Quote:
You weren't even challenging the sale of the home so is it worth hiring two sets of lawyers to argue over a little equity in a recently purchased home?


Exactly. I have not stood in his way, but apparently my communication that invited them to make another offer was viewed that way. Just another thing to add to the list of the ways Cadence is oppressing him, I guess.

I'm afraid it's a bit more complicated than "a little bit of equity".

His downpayment is at stake and so he contributed more than I did. He took no steps to define how the proceeds of a sale would be split. There is no written nor verbal contract.

He breached our verbal contract that we'd be together and living there for 5-7 years, while I made payments. Our contributions would not have been unequal had he not breached the contract. Though I was not thrilled with him, I saw purchasing the home as a commitment; he didn't. He did not want to try to resolve anything, he just wanted to get away from me and punish me for how he was feeling.

His decision to sell is also taking away rental income from me and made me homeless. My property taxes on the condo I own (but cannot live in) have gone up, as I am not able to claim tax relief for the property. I had to claim it on the house I am not living in. I will be paying this increased rate until next August, at the earliest.

I really can't tell you the WTFness of a man who created a crisis out of thin air, screaming at me about how he needs his "down payment back" less than a year after purchasing a home together with 50/50 ownership. He has thought there was an "undo" button of some sort.

Before I moved out, he tried tricking me by saying things like "You know, it would be a lot easier for you if you wanted to sign the deed over to me. That way you could move and not have to worry about the sale." I told him over my dead body would I sign over the deed but remain on the mortgage. He does not see me as a rightful co-owner. He sees himself as the owner and me as an obstacle.

He's then submitted nothing but laughable offers. (Absolutely nothing, a percentage that diminished the longer the house remained on the market (and his increased), and $5,000 which is less than my contribution.) Just more evidence that I'm nothing and his emotionally abusive ex-wife is his real partner. They were able to D using mediators, but that was probably because he's always wanted to keep her happy with him. Despite all her ridiculous clingy harassments, he'd never let himself be angry with her.

It all came out on me and completely ripped the rug out from under me. These were all his decisions.

Now the summons also states how much I contributed, but they are asking the court to ensure all of his money goes back to him, and if there is anything left over, he and I will split it. He has no concern for the equity I paid into the home. It is also implied that he wants the judge to have me pay his attorney's fees and the costs of selling the home.

So it's a bit more complex. I've always been open to resolving it outside of court (but with my L, because H is not rational and remains angry and punishing in his attitude), but he's not given me anything to work with other than trying to ensure he is made whole, and I am not, even though this was all his doing. If he were rational and understood that the whole "I bought this house for you and you failed to keep me happy 24/7, so I am taking it all back" isn't based on real life, then we could work it out.

I don't know.

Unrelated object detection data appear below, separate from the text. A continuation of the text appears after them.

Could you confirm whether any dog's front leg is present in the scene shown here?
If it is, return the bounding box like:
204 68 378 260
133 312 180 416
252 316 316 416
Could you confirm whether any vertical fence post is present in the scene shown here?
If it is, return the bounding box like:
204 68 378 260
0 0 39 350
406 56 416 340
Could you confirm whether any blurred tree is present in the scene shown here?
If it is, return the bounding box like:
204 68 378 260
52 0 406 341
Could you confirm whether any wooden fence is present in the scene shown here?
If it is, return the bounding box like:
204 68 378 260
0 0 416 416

It will be interesting to see what my attorney says we can submit. It may get ugly as I do have some evidence about the hostile environment he created. I also may be able to get a statement from our MC, who witnessed his anger and total refusal to work on the R, and was also witness to my decision that I'd move out and I'd have to stop contributing. H was well aware of that and did not object.

I really wish I didn't get this bomb dropped on me at 4:50pm yesterday, so I didn't get to speak with my attorney. I'm circling around and around, worried that the flat facts of the case make it look like I left and was after his money, and wondering how much of the actual story will be admissible.

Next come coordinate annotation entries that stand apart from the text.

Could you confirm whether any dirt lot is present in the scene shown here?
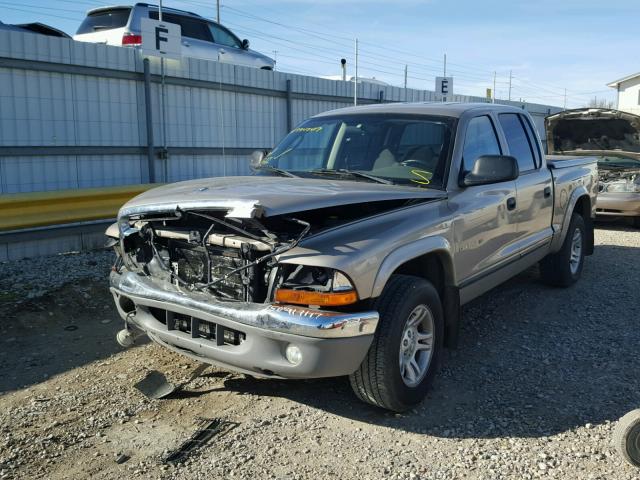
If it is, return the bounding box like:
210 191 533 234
0 224 640 479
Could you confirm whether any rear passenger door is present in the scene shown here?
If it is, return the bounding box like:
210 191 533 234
149 11 219 62
498 113 553 254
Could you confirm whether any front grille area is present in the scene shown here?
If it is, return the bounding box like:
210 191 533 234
169 241 264 301
149 308 247 346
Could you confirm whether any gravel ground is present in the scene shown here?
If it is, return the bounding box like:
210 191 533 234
0 225 640 480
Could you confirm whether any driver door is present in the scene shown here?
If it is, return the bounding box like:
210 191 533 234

I do not recognize this man. I'm an intuitive person, and he would not have been able to hide this anger and rage from me for years. He takes emotional abuse from his mother, ex-wife, and his kids (who unknowingly imitate their mother to push back when he asks them to do something) and doesn't get angry or hold them responsible. But me, who treated him the best, and wanted him to want to improve his life with the crazies, got a crazy in return. Prior to that he was kind, loving, and affectionate.

The anger and hatred were really something else, and I'm dismayed to see it's likely still there, with his lingering belief that he can just take it all back and, if he can't, it's because I'm standing in his way. He most likely thinks I am preventing the sale and I'm doing it because I want to R, so he's still got an eye toward preventing me from controlling him in that way (I'm not) and punishing me accordingly.

Sorry for the long vent. I woke up with puffy eyes, but have shifted toward more angry than sad.